とにかく水と土の壁を絶やさず、同時に穴の開いた壁を修復するようにとにかく脳が焼き切れるんじゃないかと思えるほど魔力を注ぎ込む。
しかしそれでも龍の放ったものは最後の一層に到達し抉り取ろうとする。初級魔術の組み合わせでも手の込んだものを大量に並列するのは下手な上位魔術以上の出力を必要とするのだ。これ以上は作れない!
「カイル!もう!」
カイルに限界を告げた。彼は動き出す。
龍は相応の知性を持つという。
だから、最初の一撃が防御されたのは龍にとって衝撃的だったのだろう。
驚きなのか、閃光する熱の束を吐き出しながらやや唖然としていた龍に対して、カイルはその隙を見逃さなかった。
鱗の硬さは私の魔術が通じなかったことで分かっている。だから、彼は目を狙った。
「くらえぇぇぇ!」
私は異種の魔術を複数同時に使えるという手を隠していた。これは前世でもできる人は限られていたから、魔術が盛んではないこの国ではできる人はいないだろう。
しかし同時に、彼も力の一部を隠していた。
カイルの動きは今まででも、前世のアレクやカーターほどではないが相当強いだろうと思えていたし、デーモンらを相手にしても見かけ以上に余裕があるとは感じていた。
だが、今龍の目に刃を突き立てた動きは恐ろしく早かった。龍から見て光線で視界が悪くなる足元を急速に接近して懐に潜り込み疾風のようなステップで龍の体を駆け上がる。
これならかつてのアレクたちともいい勝負をするに違いない。
閃光の陰から躍り出て、動きに弛緩が見られた龍の左目に刃が突き立てられるのは一瞬だった。
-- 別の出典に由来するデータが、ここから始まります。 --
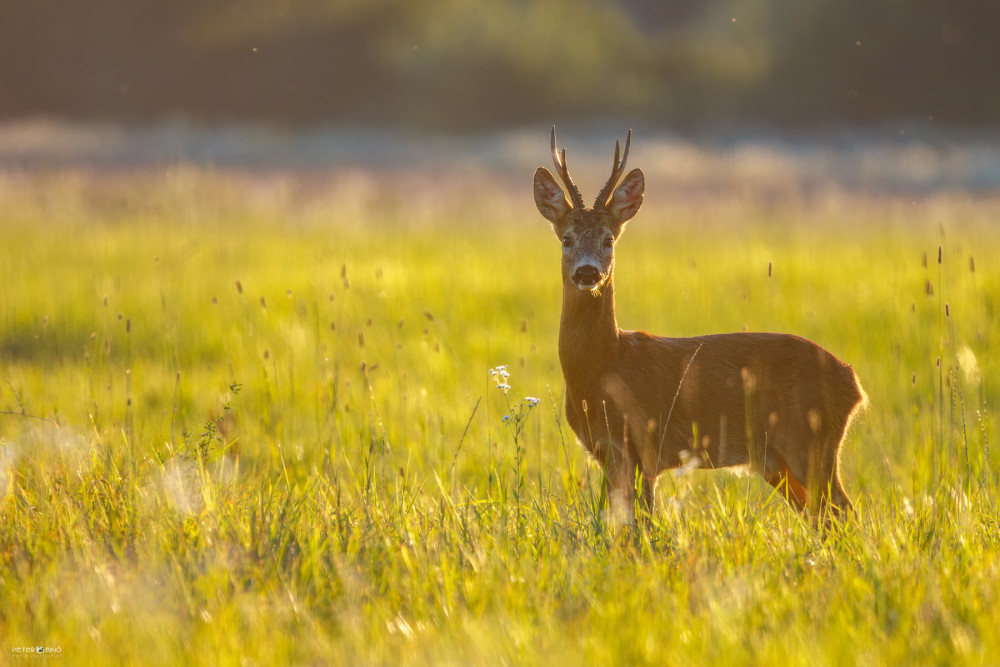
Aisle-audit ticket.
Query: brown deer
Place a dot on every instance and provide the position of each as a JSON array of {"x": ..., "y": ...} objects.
[{"x": 641, "y": 404}]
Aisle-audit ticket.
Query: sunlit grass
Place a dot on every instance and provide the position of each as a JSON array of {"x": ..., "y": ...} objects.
[{"x": 244, "y": 427}]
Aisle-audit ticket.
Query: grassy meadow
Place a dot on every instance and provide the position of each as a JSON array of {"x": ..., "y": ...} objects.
[{"x": 247, "y": 419}]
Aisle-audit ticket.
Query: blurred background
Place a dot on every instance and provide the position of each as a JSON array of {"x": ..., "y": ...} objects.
[
  {"x": 451, "y": 66},
  {"x": 456, "y": 66},
  {"x": 879, "y": 95}
]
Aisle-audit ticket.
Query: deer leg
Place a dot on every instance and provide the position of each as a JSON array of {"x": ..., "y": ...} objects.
[
  {"x": 621, "y": 469},
  {"x": 780, "y": 477}
]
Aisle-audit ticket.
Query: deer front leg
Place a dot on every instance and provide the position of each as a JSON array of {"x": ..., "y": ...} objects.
[{"x": 623, "y": 470}]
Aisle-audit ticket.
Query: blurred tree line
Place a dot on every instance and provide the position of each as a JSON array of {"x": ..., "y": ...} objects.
[{"x": 464, "y": 65}]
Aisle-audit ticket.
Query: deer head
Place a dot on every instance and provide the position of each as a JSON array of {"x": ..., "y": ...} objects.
[{"x": 588, "y": 235}]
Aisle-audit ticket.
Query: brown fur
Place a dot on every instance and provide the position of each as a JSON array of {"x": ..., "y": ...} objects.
[{"x": 641, "y": 404}]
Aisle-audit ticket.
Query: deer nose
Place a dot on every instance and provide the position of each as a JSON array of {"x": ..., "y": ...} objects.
[{"x": 586, "y": 276}]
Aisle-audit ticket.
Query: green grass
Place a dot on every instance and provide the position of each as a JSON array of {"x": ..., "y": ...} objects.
[{"x": 311, "y": 468}]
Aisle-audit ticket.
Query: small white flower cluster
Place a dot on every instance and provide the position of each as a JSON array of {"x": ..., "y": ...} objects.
[{"x": 500, "y": 375}]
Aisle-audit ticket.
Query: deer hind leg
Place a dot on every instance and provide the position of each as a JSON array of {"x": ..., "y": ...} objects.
[{"x": 816, "y": 472}]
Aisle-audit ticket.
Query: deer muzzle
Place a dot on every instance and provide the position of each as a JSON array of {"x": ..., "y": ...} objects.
[{"x": 587, "y": 277}]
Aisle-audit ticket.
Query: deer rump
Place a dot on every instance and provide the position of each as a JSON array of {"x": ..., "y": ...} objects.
[{"x": 776, "y": 402}]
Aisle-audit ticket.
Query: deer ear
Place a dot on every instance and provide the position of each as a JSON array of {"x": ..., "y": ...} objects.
[
  {"x": 627, "y": 199},
  {"x": 549, "y": 197}
]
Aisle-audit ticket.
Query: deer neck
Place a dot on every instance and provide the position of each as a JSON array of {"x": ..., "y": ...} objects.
[{"x": 588, "y": 333}]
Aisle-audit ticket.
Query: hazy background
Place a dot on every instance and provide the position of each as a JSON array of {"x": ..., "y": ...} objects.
[
  {"x": 456, "y": 65},
  {"x": 873, "y": 94}
]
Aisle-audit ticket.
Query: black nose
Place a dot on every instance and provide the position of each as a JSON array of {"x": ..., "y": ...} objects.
[{"x": 587, "y": 275}]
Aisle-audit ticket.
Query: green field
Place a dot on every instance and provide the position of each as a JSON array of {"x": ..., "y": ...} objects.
[{"x": 247, "y": 419}]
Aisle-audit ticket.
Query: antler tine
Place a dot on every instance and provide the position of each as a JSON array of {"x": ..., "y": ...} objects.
[
  {"x": 617, "y": 168},
  {"x": 560, "y": 161}
]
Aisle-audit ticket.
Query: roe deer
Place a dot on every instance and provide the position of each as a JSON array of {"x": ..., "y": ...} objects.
[{"x": 641, "y": 403}]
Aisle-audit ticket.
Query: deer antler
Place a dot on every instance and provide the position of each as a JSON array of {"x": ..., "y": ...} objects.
[
  {"x": 560, "y": 162},
  {"x": 617, "y": 168}
]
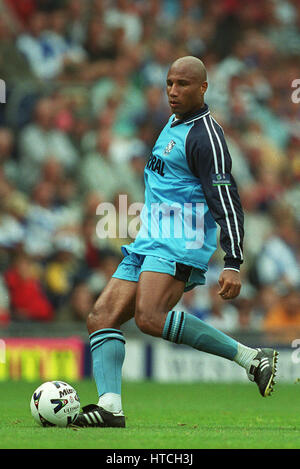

龍の目が反射で閉じる方が早かったが、鱗の守りがない瞼を突き破り、剣が柄付近まで深々と刺さったのだ。
「ギャアアアアアアアアア!!!!!」
龍は叫び声をあげながら頭を振り回し、耐えられなくなったカイルは剣をそのままに転げ落ちた。何とか着地はしたものの、追撃してきた龍の爪を何とか躱して飛びのくように下がらざるを得ず、カイルは武器を失った。
「脳にはいかなかったか」
片方の視力を奪っても無力化できずカイルは歯嚙みするがどうしようもない。
「レベッカ!、剣借りるぞ」
「ええ!」
カイルに向け足元の剣を蹴り飛ばし、地面を滑った剣は彼の足元へ。
彼は器用に足で剣を弾くとその柄がちょうど手元に。それを掴んだカイルは片目を失いもだえ苦しむ龍のもう片目も奪うべく恐るべき跳躍力で飛び掛かる。
だが龍はそれを察知すると宙にいて避けられないカイルを閃光で焼き尽くそうとした。
「させない!」
数より大きさを重視して作った氷槍をその口に叩き込んだ。
火系統の龍にとっては弱点でもあるそれが鱗で守られていない喉の奥に突きたてられたのだ。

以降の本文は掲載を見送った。